42 Large-Cap Firms Agree to Declassify Their Boards

Forty-two large-cap companies have agreed to declassify their boards in response to shareholder proposals, according to Harvard Law School’s Shareholder Rights Project (SRP), which is coordinating this investor campaign.  

Twenty-one of those firms have said in regulatory filings that they plan to present management proposals to eliminate staggered board terms. Among those companies are Alcoa, BlackRock, Cigna, Janus Capital, McDonald’s, Newell Rubbermaid, Owens-Illinois, and Stanley Black and Decker.  

“All of these companies should be commended for their responsiveness to shareholder concerns and their willingness to move to annual elections,” Harvard’s SRP said in a press release. 

The SRP reports that these settlements represent about one-third of the S&P 500 index that had classified boards at the start of this year. As recently as 2004, 56 percent of large-cap firms had staggered board terms (typically, three classes of directors who each serve a three-year term), according to ISS data.   

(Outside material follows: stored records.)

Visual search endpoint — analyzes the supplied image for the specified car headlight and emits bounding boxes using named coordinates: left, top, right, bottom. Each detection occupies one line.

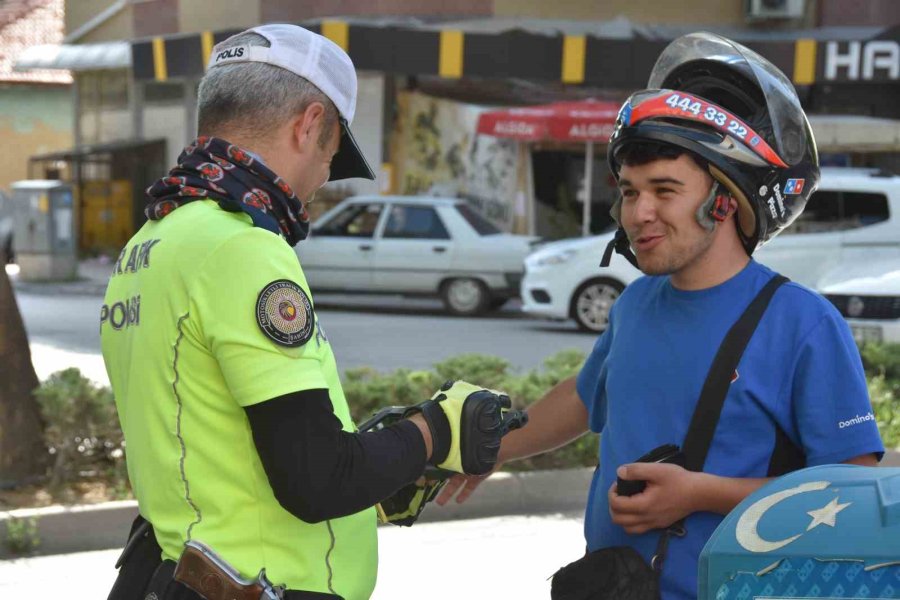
left=534, top=249, right=577, bottom=266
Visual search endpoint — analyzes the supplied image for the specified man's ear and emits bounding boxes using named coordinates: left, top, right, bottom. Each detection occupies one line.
left=292, top=102, right=326, bottom=149
left=727, top=196, right=738, bottom=218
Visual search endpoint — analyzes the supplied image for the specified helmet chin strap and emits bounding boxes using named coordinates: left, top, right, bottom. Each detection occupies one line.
left=601, top=226, right=639, bottom=268
left=601, top=199, right=639, bottom=268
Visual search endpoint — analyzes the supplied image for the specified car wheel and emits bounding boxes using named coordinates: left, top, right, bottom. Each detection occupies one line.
left=571, top=278, right=625, bottom=333
left=441, top=278, right=489, bottom=316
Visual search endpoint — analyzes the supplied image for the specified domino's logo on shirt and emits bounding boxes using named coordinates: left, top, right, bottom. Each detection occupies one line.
left=784, top=179, right=805, bottom=195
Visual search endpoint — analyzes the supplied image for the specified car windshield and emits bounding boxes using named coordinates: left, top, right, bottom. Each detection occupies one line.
left=455, top=203, right=501, bottom=236
left=315, top=203, right=383, bottom=237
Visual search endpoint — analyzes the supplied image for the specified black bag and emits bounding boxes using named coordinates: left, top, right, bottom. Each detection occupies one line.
left=550, top=546, right=659, bottom=600
left=550, top=275, right=788, bottom=600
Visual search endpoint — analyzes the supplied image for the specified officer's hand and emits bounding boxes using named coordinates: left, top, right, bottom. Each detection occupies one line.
left=378, top=475, right=448, bottom=527
left=607, top=462, right=700, bottom=535
left=407, top=380, right=526, bottom=476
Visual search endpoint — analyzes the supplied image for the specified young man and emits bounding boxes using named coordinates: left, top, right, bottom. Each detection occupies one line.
left=102, top=24, right=515, bottom=600
left=438, top=33, right=884, bottom=600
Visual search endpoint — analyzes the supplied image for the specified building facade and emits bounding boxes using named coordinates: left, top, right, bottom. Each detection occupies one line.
left=0, top=0, right=71, bottom=192
left=15, top=0, right=900, bottom=241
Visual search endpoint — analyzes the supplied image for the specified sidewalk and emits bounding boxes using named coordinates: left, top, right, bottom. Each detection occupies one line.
left=8, top=257, right=111, bottom=296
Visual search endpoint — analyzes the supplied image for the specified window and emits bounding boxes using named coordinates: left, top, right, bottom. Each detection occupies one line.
left=100, top=70, right=129, bottom=109
left=314, top=203, right=383, bottom=238
left=844, top=191, right=890, bottom=227
left=78, top=72, right=100, bottom=114
left=785, top=190, right=889, bottom=234
left=455, top=203, right=501, bottom=236
left=143, top=81, right=185, bottom=104
left=383, top=205, right=450, bottom=240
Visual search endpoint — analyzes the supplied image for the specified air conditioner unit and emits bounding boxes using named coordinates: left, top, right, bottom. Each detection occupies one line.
left=746, top=0, right=805, bottom=19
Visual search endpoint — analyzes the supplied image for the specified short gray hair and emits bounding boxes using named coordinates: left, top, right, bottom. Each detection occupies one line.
left=197, top=31, right=339, bottom=146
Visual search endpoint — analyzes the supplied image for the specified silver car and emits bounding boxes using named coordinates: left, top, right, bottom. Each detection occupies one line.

The settlements are a result of an expanded shareholder campaign this year; investors have filed more than 80 proposals that ask large-cap companies to declassify their boards and hold annual elections for all directors. The proponents include the North Carolina State Treasurer (25 proposals), the Illinois State Board of Investment (25 resolutions), the Nathan Cummings Foundation (17), the Los Angeles County Employees Retirement Association (15), and the Ohio Public Employees Retirement System (four). 

The proponents assert that annual board elections are a best practice and “could make directors more accountable and thereby contribute to improving performance and increasing firm value.”

Investor support for board declassification has increased in recent years. In 2011, shareholder declassification proposals averaged more than 74 percent approval (of votes cast), the highest support for any resolution topic that year, according to ISS data.  At early meetings this season, these proposals have continued to win strong support, earning 77.2 percent approval at Emerson Electric and an 85.2 percent vote at Johnson Controls, according to ISS data. A shareholder resolution earned almost 98 percent support at Modus Link after management endorsed it. 

Wachtell, Lipton, Rosen & Katz, which represents companies, has criticized the Harvard SRP campaign. “Staggered boards have been part of the corporate landscape since the beginning of the modern corporation. They remain an important feature to allow American corporations to invest in the future and remain competitive in the global economy,” the law firm said in a client alert.